COVID-19, EHS Administration, Reporting

GAO: OSHA’s COVID-19 Response Hampered by Challenges

Challenges to the Occupational Safety and Health Administration’s (OSHA) COVID-19 emergency temporary standards (ETS) and employer noncompliance with reporting requirements hampered the agency’s pandemic response, the U.S. Government Accountability Office (GAO) reported in a May 25 Congressional testimony.

In a written testimony submitted to the House Committee on Education and Labor’s Subcommittee on Workforce Protections, the GAO raised concerns about OSHA’s ability to respond to occupational health crises. The GAO’s account of OSHA’s response to the pandemic pointed out that:

  • From February 2020 through June 2021, OSHA relied on voluntary employer guidance and existing health and safety and health standards for its COVID-19-related enforcement, often citing employers under the General Duty Clause of the Occupational Safety and Health Act, which requires large amounts of documentation.
  • In June 2021, OSHA issued a COVID-19 ETS for healthcare that the agency no longer enforces, removing all but the emergency rule’s recordkeeping and reporting requirements in December 2021.
  • OSHA issued a vaccinate-or-test ETS in November 2021 but withdrew it after the U.S. Supreme Court issued a judicial stay of the rule in January 2022.

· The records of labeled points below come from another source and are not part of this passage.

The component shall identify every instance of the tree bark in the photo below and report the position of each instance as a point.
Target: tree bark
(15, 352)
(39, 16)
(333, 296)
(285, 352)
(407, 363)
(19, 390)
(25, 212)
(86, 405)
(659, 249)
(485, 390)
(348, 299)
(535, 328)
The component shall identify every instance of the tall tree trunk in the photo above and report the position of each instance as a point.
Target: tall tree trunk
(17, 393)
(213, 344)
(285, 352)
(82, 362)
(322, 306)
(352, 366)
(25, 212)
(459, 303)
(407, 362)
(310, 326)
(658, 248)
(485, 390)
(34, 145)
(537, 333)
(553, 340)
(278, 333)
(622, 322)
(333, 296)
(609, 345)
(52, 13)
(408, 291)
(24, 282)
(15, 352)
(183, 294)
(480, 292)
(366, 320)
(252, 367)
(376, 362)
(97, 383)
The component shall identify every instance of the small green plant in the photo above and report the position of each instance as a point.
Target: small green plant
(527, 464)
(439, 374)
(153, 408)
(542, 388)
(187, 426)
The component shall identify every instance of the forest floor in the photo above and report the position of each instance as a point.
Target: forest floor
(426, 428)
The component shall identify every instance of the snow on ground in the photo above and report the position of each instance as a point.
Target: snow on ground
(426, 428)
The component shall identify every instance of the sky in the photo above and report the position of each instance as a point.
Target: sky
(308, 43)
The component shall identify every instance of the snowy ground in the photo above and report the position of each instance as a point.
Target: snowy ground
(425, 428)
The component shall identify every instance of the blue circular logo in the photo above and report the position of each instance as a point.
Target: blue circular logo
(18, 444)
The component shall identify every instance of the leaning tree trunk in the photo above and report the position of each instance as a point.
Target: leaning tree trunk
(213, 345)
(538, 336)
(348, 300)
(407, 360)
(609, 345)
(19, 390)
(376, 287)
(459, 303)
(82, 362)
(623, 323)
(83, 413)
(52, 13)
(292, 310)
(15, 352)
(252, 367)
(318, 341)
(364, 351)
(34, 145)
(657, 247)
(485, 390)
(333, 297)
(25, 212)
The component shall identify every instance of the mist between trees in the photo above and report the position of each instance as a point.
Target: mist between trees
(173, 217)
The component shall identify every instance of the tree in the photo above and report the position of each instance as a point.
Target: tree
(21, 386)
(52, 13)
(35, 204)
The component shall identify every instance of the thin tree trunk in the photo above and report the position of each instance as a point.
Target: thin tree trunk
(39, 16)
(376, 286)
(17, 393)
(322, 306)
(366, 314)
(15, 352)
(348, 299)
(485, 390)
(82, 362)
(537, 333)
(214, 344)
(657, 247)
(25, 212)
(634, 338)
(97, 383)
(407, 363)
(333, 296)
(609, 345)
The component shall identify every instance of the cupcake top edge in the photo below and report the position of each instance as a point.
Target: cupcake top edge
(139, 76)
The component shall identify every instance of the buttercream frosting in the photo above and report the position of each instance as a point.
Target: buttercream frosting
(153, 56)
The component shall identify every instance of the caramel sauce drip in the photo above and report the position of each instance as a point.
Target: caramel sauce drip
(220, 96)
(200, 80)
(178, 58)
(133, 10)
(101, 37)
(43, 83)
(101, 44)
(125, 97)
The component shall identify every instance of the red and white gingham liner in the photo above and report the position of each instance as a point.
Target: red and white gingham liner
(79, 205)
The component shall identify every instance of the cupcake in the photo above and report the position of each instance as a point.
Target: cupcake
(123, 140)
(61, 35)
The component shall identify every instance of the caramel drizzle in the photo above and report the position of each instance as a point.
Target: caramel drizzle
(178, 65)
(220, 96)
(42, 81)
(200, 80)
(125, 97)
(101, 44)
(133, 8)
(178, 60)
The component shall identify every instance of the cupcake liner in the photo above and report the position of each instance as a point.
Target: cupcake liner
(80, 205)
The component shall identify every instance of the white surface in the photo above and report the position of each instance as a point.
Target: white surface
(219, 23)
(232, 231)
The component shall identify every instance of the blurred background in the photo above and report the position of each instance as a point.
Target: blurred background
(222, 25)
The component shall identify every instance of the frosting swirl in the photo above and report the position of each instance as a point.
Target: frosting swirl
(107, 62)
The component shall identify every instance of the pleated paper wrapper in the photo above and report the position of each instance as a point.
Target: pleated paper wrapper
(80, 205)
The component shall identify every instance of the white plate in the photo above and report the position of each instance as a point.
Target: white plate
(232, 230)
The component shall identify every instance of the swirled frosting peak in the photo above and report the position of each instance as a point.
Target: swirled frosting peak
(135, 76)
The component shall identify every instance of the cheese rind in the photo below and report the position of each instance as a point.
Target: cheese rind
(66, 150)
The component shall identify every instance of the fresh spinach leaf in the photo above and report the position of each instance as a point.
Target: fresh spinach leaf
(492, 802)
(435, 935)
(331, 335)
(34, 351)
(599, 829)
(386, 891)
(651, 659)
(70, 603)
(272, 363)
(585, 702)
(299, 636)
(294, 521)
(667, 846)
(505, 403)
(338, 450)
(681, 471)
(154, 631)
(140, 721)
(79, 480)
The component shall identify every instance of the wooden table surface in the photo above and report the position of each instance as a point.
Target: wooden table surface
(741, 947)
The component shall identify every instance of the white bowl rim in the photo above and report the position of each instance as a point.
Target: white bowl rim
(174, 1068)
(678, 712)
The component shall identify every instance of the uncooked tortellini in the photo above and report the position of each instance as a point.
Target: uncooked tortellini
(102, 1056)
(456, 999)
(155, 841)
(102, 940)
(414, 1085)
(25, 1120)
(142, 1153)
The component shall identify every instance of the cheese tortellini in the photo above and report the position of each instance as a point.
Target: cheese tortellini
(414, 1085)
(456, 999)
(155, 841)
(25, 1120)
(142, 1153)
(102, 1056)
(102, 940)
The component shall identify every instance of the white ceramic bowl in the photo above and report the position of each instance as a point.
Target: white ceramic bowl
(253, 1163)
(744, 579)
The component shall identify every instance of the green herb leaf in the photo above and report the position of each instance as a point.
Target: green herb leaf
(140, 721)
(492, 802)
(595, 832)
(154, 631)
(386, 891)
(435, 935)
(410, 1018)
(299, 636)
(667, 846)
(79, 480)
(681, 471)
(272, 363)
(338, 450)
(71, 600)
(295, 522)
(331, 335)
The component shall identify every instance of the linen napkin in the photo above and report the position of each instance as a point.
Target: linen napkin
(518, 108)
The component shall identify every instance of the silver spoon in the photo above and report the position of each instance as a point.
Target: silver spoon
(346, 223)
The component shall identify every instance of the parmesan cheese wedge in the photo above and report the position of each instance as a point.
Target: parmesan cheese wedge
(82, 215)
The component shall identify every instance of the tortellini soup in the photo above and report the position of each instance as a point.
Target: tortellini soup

The GAO previously estimated that between 2016 and 2018, 50 percent of U.S. workplaces did not report required injury and illness data, limiting OSHA’s ability to focus its enforcement resources. The GAO also noted that OSHA has limited options for encouraging compliance with the injury and illness reporting requirement or for penalizing noncompliance.

The GAO acknowledged that OSHA has a current rulemaking for an infectious disease standard that would apply in healthcare and other high-risk industries but pointed to earlier findings that it takes an average of more than 7 years to develop new OSHA standards.

The GAO provided the committee with a timeline of OSHA’s efforts to address workplace COVID-19 exposures:

  • March 2020—OSHA released enforcement policies for agency inspectors and voluntary employer guidance after the secretary of health and human services issued a January 31 COVID-19 public health emergency.
  • April 2020—OSHA published an interim enforcement response plan.
  • January 2021—Incoming President Joe Biden issued an Executive Order directing OSHA to issue revised employer guidance, consider issuing an ETS, and launch a national emphasis program (NEP), and the agency issued its revised employer guidelines.
  • March 2021—The agency issued its COVID-19 NEP focused on the inspection of high-hazard industries, including health care and meat and poultry processing.
  • June 2021—OSHA issued its healthcare COVID-19 ETS and an ETS enforcement policy.
  • July 2021—The agency issued a revised interim enforcement response plan.
  • November 2021—OSHA issued its COVID-19 vaccinate-or-test ETS.
  • December 2021—The agency announced it would withdraw the non-recordkeeping portions of the healthcare ETS.
  • January 2022—OSHA withdrew the vaccinate-or-test ETS following a Supreme Court judicial stay of the rule.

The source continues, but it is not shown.